Javidnia formalizes the concept, proves that 'tree-supported propagation' is always achievable, and identifies 'cycle consistency' as the critical criterion for determining if a locally observed feature can be globalized. This leads to a taxonomy distinguishing 'tree-local,' 'globalizable,' and 'twisted' sections, with 'twisted' sections capturing meanings that are locally coherent but obstructed from forming a single global vector due to 'holonomy'—a geometric property where parallel transport around a loop doesn't return to the starting point. The researcher then develops a practical pipeline for discovering and certifying these sections using seeded propagation, synchronization, and cycle-aware taxonomy.

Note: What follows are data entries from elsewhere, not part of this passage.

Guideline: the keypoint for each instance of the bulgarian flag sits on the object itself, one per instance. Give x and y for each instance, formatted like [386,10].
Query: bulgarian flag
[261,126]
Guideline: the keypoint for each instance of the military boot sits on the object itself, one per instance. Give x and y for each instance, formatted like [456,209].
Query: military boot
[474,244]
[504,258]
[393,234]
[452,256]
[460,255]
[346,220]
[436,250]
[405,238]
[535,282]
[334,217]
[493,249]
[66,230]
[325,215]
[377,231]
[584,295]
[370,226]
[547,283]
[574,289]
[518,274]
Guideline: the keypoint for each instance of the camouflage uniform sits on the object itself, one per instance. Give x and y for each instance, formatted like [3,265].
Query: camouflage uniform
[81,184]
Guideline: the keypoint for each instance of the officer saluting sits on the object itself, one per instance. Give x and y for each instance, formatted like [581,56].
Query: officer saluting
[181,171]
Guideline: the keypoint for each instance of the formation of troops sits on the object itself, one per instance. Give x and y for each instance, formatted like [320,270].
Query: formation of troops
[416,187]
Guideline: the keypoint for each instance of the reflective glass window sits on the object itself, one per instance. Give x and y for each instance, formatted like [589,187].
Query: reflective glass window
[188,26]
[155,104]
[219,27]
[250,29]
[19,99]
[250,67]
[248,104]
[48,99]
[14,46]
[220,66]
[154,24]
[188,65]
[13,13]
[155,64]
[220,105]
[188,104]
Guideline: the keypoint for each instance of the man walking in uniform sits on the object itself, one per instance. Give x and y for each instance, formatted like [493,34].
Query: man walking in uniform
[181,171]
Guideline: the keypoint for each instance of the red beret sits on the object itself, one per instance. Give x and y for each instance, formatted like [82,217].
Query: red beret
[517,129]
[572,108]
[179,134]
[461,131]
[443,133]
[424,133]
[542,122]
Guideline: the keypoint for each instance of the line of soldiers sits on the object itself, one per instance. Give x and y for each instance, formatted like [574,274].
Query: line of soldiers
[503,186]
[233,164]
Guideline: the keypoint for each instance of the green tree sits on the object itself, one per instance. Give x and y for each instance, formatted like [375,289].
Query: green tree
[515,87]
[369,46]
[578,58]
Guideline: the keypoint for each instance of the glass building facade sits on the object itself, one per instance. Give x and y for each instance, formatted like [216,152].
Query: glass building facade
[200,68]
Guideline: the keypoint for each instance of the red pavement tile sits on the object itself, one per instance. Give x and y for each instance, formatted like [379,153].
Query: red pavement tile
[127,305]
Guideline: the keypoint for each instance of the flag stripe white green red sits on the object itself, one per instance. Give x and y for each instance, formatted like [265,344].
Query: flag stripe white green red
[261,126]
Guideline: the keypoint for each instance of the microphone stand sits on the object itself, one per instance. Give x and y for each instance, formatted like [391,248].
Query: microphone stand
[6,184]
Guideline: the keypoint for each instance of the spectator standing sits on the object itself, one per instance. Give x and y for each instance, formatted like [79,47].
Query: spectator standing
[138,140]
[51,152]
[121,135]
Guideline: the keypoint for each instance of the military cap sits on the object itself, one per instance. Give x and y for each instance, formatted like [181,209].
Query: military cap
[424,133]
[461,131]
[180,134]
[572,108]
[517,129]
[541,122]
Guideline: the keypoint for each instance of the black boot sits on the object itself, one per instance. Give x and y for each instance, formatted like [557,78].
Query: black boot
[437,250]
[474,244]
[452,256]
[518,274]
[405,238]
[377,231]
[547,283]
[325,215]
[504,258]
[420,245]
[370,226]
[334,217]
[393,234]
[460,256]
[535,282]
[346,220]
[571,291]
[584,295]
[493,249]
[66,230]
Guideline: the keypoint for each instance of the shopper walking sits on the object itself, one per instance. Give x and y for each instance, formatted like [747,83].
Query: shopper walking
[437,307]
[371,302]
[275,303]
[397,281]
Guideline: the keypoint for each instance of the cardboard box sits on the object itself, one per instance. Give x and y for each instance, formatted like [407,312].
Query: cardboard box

Applied to layer-16 atlases of popular models like Meta's Llama 3.2 3B Instruct, Alibaba's Qwen 2.5 3B Instruct, and Google's Gemma 2 2B IT, the method revealed nontrivial populations of all three section types. Crucially, the experiments demonstrated that 'semantic identity'—recognizing when two local activations belong to the same underlying feature—is poorly recovered by standard metrics like raw cosine similarity between global vectors. Even certified 'globalizable' sections showed low cross-context similarity, and baseline similarity methods recovered only a small fraction of true matches. In contrast, the section-based method achieved perfect identity recovery on certified supports, strongly supporting the new ontology as more accurate for interpreting modern AI models.

Key Points
  • Introduces 'semantic sections' as a new feature ontology, arguing global vector definitions fail in obstructed spaces.
  • Formalizes sections, proves tree propagation is realizable, and uses cycle consistency to classify features as tree-local, globalizable, or twisted.
  • Tests on Llama 3.2, Qwen 2.5, and Gemma 2 show the method perfectly recovers semantic identity where raw vector similarity collapses.

Why It Matters

Provides a more accurate framework for interpreting AI models, which is crucial for improving safety, reliability, and understanding model failures.